I’ve been thinking a lot recently about family recipes and how, despite the multitude of recipes available to us now via the internet, those that we remember from our childhood always hold a special place in our hearts and how important it is to continue the tradition of passing down these recipes from one generation to another. One of my own favourite possessions is an old recipe book that belonged to my grandmother – Margarite Patton’s Cookery in Colour – requisite with its rather garish and unappetizing photos of everything one could ever want to cook (and many things one probably never would! Shrimp and tomato in aspic, anyone?). Not only is this book dear to me for the scribbles and notes belonging to my mom and grandma, but I swear it still contains remnants of flour in the centre creases from their kitchen tables.
My grandma was particularly special to me as she was the only grandparent I ever had, my dad’s parents and my mom’s dad having already passed away before I was born. While I always felt my older sister had more of a bond with her, being the first grandchild, the times we spent together were happy and I always felt safe, loved and very well fed! When I think about my grandma’s recipes, the first thing that comes to mind are little chocolate chip cup cakes (or what the British call ‘fairy cakes’) that she would always bake and we could almost guarantee would be in good supply whenever we would visit. They were certainly nothing fancy, but they were the only place we would ever have them, usually accompanied by a cup of tea while watching Coronation Street on the TV.
When I asked my mom and my sister what recipe came to mind when thinking about her, they both immediately said ‘Victoria Sponge’, a cake which to me always seemed like something the ‘grown ups’ ate.

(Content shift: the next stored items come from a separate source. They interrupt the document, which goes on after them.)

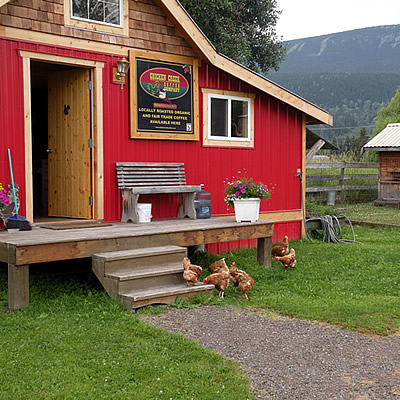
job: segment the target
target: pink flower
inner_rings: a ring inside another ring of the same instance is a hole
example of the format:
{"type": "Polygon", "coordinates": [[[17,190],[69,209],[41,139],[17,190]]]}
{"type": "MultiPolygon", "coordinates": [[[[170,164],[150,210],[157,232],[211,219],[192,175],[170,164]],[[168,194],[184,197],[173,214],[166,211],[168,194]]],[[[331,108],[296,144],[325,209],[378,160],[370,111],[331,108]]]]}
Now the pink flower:
{"type": "Polygon", "coordinates": [[[236,193],[235,193],[235,196],[239,196],[239,192],[236,192],[236,193]]]}
{"type": "Polygon", "coordinates": [[[241,192],[242,192],[242,193],[246,193],[246,189],[243,188],[243,189],[241,190],[241,192]]]}

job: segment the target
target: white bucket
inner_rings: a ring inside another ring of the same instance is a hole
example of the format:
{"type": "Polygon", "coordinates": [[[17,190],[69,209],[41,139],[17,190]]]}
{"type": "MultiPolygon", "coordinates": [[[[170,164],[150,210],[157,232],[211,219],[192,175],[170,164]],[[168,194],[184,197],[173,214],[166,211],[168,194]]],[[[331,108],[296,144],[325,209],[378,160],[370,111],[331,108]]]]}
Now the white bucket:
{"type": "Polygon", "coordinates": [[[137,204],[139,223],[151,221],[151,203],[138,203],[137,204]]]}

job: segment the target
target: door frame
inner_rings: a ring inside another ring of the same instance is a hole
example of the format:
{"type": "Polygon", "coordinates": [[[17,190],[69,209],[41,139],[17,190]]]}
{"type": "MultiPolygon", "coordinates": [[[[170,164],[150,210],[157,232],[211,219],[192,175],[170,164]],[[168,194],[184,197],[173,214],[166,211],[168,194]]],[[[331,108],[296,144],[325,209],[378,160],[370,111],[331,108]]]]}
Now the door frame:
{"type": "Polygon", "coordinates": [[[33,167],[32,167],[32,122],[31,122],[31,60],[54,64],[66,64],[88,68],[92,72],[92,135],[93,149],[93,219],[104,219],[104,180],[103,180],[103,68],[105,62],[81,58],[59,56],[19,50],[23,67],[24,91],[24,141],[25,141],[25,215],[33,222],[33,167]]]}

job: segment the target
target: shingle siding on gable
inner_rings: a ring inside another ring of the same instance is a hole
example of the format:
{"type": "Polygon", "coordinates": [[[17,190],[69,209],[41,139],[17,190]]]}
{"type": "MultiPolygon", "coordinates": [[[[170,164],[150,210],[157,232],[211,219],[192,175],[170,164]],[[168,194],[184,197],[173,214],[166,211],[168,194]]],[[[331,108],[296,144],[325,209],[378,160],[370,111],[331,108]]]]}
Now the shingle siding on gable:
{"type": "Polygon", "coordinates": [[[63,0],[12,0],[0,8],[0,25],[117,46],[195,56],[190,44],[150,0],[129,1],[129,37],[65,26],[63,0]]]}

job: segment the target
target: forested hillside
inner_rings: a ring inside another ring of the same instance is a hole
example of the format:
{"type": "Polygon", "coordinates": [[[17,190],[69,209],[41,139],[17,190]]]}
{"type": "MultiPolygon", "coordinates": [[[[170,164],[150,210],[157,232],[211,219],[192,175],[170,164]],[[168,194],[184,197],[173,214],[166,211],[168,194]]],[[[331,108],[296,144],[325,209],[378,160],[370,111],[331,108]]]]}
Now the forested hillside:
{"type": "Polygon", "coordinates": [[[312,129],[340,143],[358,136],[361,128],[372,135],[374,118],[395,95],[400,73],[284,73],[276,74],[275,82],[332,114],[333,128],[312,129]]]}
{"type": "Polygon", "coordinates": [[[280,72],[399,72],[400,25],[288,42],[280,72]]]}
{"type": "Polygon", "coordinates": [[[400,86],[400,25],[347,31],[288,43],[286,61],[268,78],[333,115],[313,127],[339,145],[365,128],[400,86]]]}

With its plain sponge cake, jam and cream, it simply didn’t seem quite as fun as those chocolate chip ‘fairy’ cakes! But, looking back, I can appreciate now just how skilled a baker she really was – the Victoria Sponge is a very unforgiving cake and in fact, while on the surface it appears simple, is very hard to master and produce a cake that is perfectly risen, moist and airy. So, in honour of my mother’s mom, here is a recipe for Grandma’s Victoria Sponge. Named after Queen Vic herself, and reportedly invented by one of her ladies in waiting, this light, delicate cake demands to be enjoyed with a cup of tea served in your best china, preferably with your own mom and grandma and a good episode of Coronation Street!
8 oz good quality Margarine or butter
8 oz white sugar
4 eggs lightly whisked
8oz self -raising flour
Cream margarine or butter and sugar till light & fluffy, add egg with a tablespoon to prevent curdling and beat thoroughly. Gradually fold in flour and mix thoroughly. Divide between two 7" tins greased and floured. Smooth and level mixture and bake in a moderately hot oven (350F/ 180C) for 25-30 mins. When cool, sandwich together with whipped cream and your choice of jam. Dust top with icing sugar.